Brodie rummaged through a pouch hanging on a hook, then pulled out one of Thomas’s town shirts.

Ash stuffed it into his saddlebag. “You’ll watch Maddie while I’m gone. There’s only you now.”

Brodie looked surprised. “You’re expecting trouble here?”

Ash glanced at Silas, who was happily trading fleas with Tricks, and wondered how much of what the lad had said could be relied upon. “If his brother follows Thomas and the reverend to the cabin and realizes the claim papers aren’t there, where else would he look but here?”

“They’d have to go through Thomas first.”

“Aye. That’s what I’m afraid of.”

Ash was in the center aisle, saddling Lurch when Maddie came back. Sending Edwina on into the feed room with the bedroll, she came toward him. He paused to watch her. She seemed to glow in the slanting moonlight—a wee highland fairy come to life, and so beautiful it brought a catch to his breath.

“You’re going after Thomas,” she said, stopping beside him.

He finished buckling the bridle, then turned to face her, one hand resting on Lurch’s neck. “Aye. He could be riding into an ambush.” If he hadn’t already done so.

“So could you.” Reaching up, she took his face in her soft hands and looked hard into his eyes. “You come back to me, Angus Wallace,” she said fiercely. “I’ll not be parted from you again.”

He drew her tight against his body. If he could, he would have pulled her all the way into his chest to keep her near his heart forever.
“Tha gaol agam ort,”
he whispered into her hair.
I love you.

She drew back, and rising on tiptoe, pressed her lips to his. It was less a show of passion than possession, and he answered it with all the love he held for this fey creature who was his wife. When the kiss ended and she stepped back, her eyes were wet and her smile wobbly. “Guard yourself well, dearest.
Moi aussi, je t’aime.

“I dinna speak French. What does that mean?”
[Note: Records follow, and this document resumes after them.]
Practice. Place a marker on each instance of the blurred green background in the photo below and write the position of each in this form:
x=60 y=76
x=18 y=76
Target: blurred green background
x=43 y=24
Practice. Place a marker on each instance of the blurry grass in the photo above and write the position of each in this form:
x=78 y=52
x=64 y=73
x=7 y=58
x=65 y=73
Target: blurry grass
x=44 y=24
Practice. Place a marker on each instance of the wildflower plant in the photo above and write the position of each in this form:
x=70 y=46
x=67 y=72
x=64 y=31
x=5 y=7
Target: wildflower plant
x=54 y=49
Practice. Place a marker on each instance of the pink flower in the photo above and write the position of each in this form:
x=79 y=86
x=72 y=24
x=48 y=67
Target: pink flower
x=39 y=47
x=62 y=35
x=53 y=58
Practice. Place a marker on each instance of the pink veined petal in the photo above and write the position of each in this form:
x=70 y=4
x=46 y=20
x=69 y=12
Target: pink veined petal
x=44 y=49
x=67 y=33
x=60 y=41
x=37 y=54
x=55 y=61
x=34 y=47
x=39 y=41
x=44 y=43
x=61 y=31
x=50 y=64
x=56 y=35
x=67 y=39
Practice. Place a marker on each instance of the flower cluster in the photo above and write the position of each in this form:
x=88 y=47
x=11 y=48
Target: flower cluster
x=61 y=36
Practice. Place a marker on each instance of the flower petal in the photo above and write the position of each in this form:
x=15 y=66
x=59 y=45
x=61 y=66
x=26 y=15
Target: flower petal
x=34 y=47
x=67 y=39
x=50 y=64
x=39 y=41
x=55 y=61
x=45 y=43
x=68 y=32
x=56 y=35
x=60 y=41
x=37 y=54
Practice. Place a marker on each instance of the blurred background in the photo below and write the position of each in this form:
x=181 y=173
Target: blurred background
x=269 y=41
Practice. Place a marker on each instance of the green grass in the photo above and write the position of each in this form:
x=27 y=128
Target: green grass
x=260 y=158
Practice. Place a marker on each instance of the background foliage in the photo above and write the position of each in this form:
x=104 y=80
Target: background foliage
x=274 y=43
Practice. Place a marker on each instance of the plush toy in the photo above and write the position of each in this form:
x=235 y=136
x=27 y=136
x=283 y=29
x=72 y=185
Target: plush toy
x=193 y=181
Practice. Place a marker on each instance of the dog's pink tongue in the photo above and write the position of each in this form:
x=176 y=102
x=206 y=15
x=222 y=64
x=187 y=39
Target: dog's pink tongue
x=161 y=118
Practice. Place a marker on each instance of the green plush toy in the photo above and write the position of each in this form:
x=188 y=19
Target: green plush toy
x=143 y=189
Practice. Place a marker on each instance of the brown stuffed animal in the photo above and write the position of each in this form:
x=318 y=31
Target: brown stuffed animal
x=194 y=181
“I’ll show you when you get back.”

For the first two hours, Ash and Tricks made good time because the road was well defined and no clouds obscured the moon. But when the track branched off toward Breckenridge, it began to climb sharply and trees often blocked the moonlight. Ash pulled Lurch
back to a walk and tried to curb his impatience. Twice they surprised elk in the road and once chased off a bear that was digging at a rotten stump. Tricks knew better than to give chase, and they moved steadily on. Other than night birds and the distant howl of wolves, the night was quiet except for the rhythmic clomp of Lurch’s shod hooves on the hard-packed dirt.